Hay que tener presente que el buen desempeño del Estado brinda legitimidad política y gobernabilidad a la representación, y ello dependerá centralmente de la eficacia y eficiencia de su estructura y gestión, que radica en primer término en que el Estado proponga objetivos al conjunto social que expresen las aspiraciones de la sociedad y sean aceptados activamente por ella.

La ineficacia e ineficiencia en la producción de bienes públicos por parte del Estado se percibe en la baja intensidad del consentimiento que la sociedad presta a la autoridad y ello está ligado a la medida en que la sociedad juzga que lo que entrega (en trabajo, impuestos, cumplimiento de las normas, etc.) no es proporcional con lo que recibe a cambio (servicios institucionales, justicia, seguridad, empleo, etc.).

Es innegable que el escenario que se avizora en los tiempos que vienen plantea desafíos importantes a la eficacia y eficiencia reguladora del Estado. El tema central consiste en definir de qué modo (es decir, estableciendo qué límites o restricciones a la libertad o iniciativa individual, favoreciendo o perjudicando relativamente a qué sectores, con qué reglas, cuál es la carga tributaria, cómo se distribuyen los excedentes, etc.) se asegurará un contexto que facilite la convivencia, regule el conflicto y permita el mayor desarrollo de las fuerzas productivas de la sociedad.

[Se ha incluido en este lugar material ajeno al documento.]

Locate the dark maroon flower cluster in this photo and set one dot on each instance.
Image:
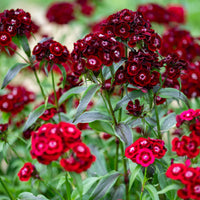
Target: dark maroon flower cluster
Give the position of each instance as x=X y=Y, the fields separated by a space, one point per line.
x=159 y=14
x=131 y=26
x=189 y=176
x=142 y=68
x=14 y=22
x=135 y=109
x=51 y=141
x=16 y=99
x=60 y=12
x=188 y=145
x=95 y=50
x=51 y=51
x=144 y=151
x=26 y=172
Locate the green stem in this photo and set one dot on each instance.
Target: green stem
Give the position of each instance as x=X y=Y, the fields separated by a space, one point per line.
x=53 y=189
x=6 y=189
x=157 y=121
x=13 y=149
x=68 y=187
x=143 y=184
x=38 y=81
x=126 y=179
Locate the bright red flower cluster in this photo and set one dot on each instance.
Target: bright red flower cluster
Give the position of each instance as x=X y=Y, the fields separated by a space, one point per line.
x=14 y=22
x=26 y=172
x=51 y=51
x=51 y=141
x=188 y=145
x=162 y=15
x=94 y=50
x=144 y=151
x=16 y=99
x=60 y=12
x=189 y=176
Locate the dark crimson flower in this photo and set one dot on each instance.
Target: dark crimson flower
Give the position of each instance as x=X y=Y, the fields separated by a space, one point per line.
x=135 y=109
x=93 y=63
x=142 y=78
x=187 y=115
x=26 y=172
x=3 y=127
x=5 y=38
x=145 y=157
x=175 y=171
x=60 y=12
x=48 y=114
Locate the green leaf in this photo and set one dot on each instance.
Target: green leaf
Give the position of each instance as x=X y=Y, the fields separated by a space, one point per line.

Esos diseños políticos, que se plasman en políticas de Estado, no han encontrado en el tiempo el necesario consenso entre los diferentes actores de la política, del capital y del trabajo. Ello ha provocado una trayectoria pendular de las políticas públicas estructurales, y desde luego, han dinamitado las bases del desarrollo sostenido.

Por otro lado, no resulta menor el perfil y desempeño del Estado ya que inciden fundamentalmente en la formación de la identidad como Nación y como ciudadanía, a través de sus intervenciones e instituciones: desarrollo demográfico de su territorio, su sistema escolar, el desarrollo de la infraestructura, la participación política, el mayor o menor grado de dependencia al poder central, la distribución de recursos, el relacionamiento con el mundo, la conciencia sobre la conservación del medio ambiente, etc. A través de ellas el Estado diseña a su pueblo como Nación, es decir, como conjunto simbólico de identidad ciudadana. Es el grado de cohesión de esa identidad la que contribuye a convivir en una sociedad integrada, participativa y comprometida.

La tarea de pensar el Estado debe hacerse, y fundamentalmente debe ser iniciada y motorizada, por las fuerzas políticas que son aquellas que deben ofrecer a la sociedad una visión de cómo debe organizarse para que ella sea más justa y equitativa. Aquellos que creemos en un Estado activo, promotor y ordenador debemos impulsar la discusión sobre el perfil eficaz y eficiente que debe tener el Estado, discusión que se debe dar más temprano que tarde atento a la velocidad con la que se aproximan los desafíos del futuro.

Es momento de empezar a encontrar, entre las instituciones públicas, las fuerzas políticas y distintos actores de la sociedad civil, aquellas coincidencias que pongan en marcha un proceso de transformación de las modalidades de relación estatal respecto de la sociedad, replantear sus objetivos y las modalidades de gestión estatal.

 

(*) Abogado. Diploma de honor UBA. Miembro del Comité de provincia de Buenos Aires de la UCR.